Tuesday, May 14, 2024

Bird People Blame Fisherman for Osprey Hunger

Audubon, Researchers Sound the Alarm Over the Chesapeake Bay’s Ospreys

The 2023 Osprey research season in Mobjack Bay, a sub-estuary of the Chesapeake Bay, began as others had for decades. Cruising the brackish waters in a small motorboat, Bryan Watts, director of William & Mary’s Center for Conservation Biology in Virginia, and Michael Academia, a researcher at the center, eased up to nesting platforms, boat houses, and abandoned docks dotting the shoreline. Lifting mirrors on long poles, they held them over elevated Osprey nests and used the reflections to peer inside.

What the researchers saw in those mirrors—or, rather, what they didn’t see—was disturbing: Out of 167 nests they visited in Mobjack Bay and two nearby rivers, only 17 held live chicks. “It was a catastrophic failure,” says Watts, who has studied Ospreys in the area for decades.

The Chesapeake Bay supports the largest Osprey population in the world: 10,000 to 12,000 breeding pairs of the only raptor that dives talons-first into the water to collect a meal. William & Mary scientists have studied these birds since just before the 1972 ban on DDT, an insecticide that caused most nests to fail. After the ban, hatching rates and Osprey populations rebounded. But in recent years, productivity in some areas has declined sharply again. Last year, reproductive rates dropped to their lowest level in decades—even lower than at the height of the DDT period, Watts says.

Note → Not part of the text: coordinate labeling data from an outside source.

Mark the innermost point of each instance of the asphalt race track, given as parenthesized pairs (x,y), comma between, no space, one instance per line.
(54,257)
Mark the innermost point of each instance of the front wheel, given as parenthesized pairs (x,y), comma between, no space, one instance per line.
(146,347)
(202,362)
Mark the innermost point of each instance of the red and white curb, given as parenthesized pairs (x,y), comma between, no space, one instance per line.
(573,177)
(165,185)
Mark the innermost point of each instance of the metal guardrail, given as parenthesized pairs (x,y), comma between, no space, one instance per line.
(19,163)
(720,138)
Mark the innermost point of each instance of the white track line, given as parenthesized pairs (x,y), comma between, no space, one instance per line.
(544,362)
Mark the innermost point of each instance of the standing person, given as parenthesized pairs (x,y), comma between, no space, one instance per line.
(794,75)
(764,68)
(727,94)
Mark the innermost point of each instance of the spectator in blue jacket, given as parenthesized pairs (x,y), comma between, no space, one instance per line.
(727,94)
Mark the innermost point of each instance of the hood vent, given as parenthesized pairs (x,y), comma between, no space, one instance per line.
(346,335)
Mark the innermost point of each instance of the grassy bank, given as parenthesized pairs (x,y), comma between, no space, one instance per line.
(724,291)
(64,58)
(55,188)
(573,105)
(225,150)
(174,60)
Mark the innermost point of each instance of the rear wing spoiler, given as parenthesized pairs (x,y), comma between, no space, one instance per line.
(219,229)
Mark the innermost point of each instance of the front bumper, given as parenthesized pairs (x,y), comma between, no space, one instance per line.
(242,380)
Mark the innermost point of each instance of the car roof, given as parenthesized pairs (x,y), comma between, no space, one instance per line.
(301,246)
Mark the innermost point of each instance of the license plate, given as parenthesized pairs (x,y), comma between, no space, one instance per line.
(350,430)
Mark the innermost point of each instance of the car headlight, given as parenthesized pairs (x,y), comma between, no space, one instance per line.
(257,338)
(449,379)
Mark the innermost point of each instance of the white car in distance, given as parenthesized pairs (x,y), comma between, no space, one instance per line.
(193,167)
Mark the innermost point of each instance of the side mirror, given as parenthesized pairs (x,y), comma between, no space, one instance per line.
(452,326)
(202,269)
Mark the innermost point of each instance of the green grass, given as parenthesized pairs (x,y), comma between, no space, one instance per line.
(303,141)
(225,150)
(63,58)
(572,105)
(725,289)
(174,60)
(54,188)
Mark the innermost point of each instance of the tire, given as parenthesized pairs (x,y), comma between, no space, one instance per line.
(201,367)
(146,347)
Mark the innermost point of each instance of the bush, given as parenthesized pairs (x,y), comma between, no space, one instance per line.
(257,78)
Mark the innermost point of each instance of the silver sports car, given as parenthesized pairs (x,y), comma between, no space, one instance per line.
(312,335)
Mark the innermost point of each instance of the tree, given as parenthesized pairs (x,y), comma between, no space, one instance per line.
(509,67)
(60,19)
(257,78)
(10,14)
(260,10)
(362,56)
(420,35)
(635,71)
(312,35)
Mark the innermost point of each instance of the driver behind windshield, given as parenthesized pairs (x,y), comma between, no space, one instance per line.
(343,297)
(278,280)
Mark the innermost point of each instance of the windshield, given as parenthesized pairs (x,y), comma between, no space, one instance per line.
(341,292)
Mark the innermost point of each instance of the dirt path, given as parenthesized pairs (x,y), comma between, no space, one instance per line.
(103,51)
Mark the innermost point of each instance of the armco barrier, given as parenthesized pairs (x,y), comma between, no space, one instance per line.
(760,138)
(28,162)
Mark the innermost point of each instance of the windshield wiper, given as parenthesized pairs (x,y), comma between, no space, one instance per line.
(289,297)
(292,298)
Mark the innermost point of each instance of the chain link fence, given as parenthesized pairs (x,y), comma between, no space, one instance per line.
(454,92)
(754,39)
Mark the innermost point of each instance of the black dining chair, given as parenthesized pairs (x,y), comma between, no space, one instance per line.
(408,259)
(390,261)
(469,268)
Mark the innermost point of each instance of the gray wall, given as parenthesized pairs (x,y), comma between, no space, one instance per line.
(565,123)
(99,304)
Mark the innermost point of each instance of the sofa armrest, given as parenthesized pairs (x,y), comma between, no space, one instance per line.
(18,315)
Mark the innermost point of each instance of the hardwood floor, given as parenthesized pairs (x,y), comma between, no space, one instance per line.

This time, researchers say the cause is not chemicals but hunger. Chicks are starving in their nests due to a lack of prey, and in particular, the small, high-fat forage fish on which some Osprey depend: Atlantic menhaden. “There’s no question that there’s not enough menhaden to support the Osprey right now,” Watts says. In the Chesapeake, conservationists say those menhaden declines are due to overfishing by a single company, and are increasingly vocal in urging regulators to take action.

 

No data exist for the number of menhaden in the Chesapeake, so scientists look to the birds as indicators of how healthy stocks are. While Ospreys eat a wide variety of fish, they need a certain amount of high-fat menhaden to survive, Watts says. He and Academia first assessed the relationship between Ospreys and food availability in 2021, comparing outcomes for pairs that received supplemental menhaden and pairs that didn’t. Among the latter group, the number of live young was well below what would sustain the population. “Most of the nests failed within the first two weeks of hatching, the critical part when they need the food,” Academia says.

In early 2024, William & Mary researchers published a study in Frontiers of Marine Science linking Osprey declines since the 1980s to declines in menhaden during that time. The study suggested that menhaden stocks needed to be restored to 1980s levels to stabilize the Osprey population.

These results also brought the birds into the contentious matter of menhaden harvesting in the Chesapeake Bay. While scientists say it’s clear that Osprey aren’t getting enough menhaden, the role of commercial fishing remains a subject of fierce debate. The federal government sets the allowed harvest of menhaden, and the 16 participating states decide how to manage their quotas, with Virginia taking the lion’s share. In 2022, a federal regulator, the Atlantic States Marine Fisheries Commission, concluded there was no evidence that menhaden were being overfished along the Atlantic coast.

The local Ospreys are back, having settled back in in late March. It seems to my like there are less of them this year than in years past. Osprey are pretty adaptable, living world wide in suitable habitats. They don't "depend" on Menhaden, but certainly in the Chesapeake, Menhaden are by far the largest amount of prey available in the right size range, and they swim conveniently near the surface in summer. Certainly a major decrease in Menhaden biomass would require Ospreys to hunt farther afield, and longer, and would support a smaller population. I think it's pretty clear that the Menhaden fishery in the Bay has significantly decreased their abundance in the Bay.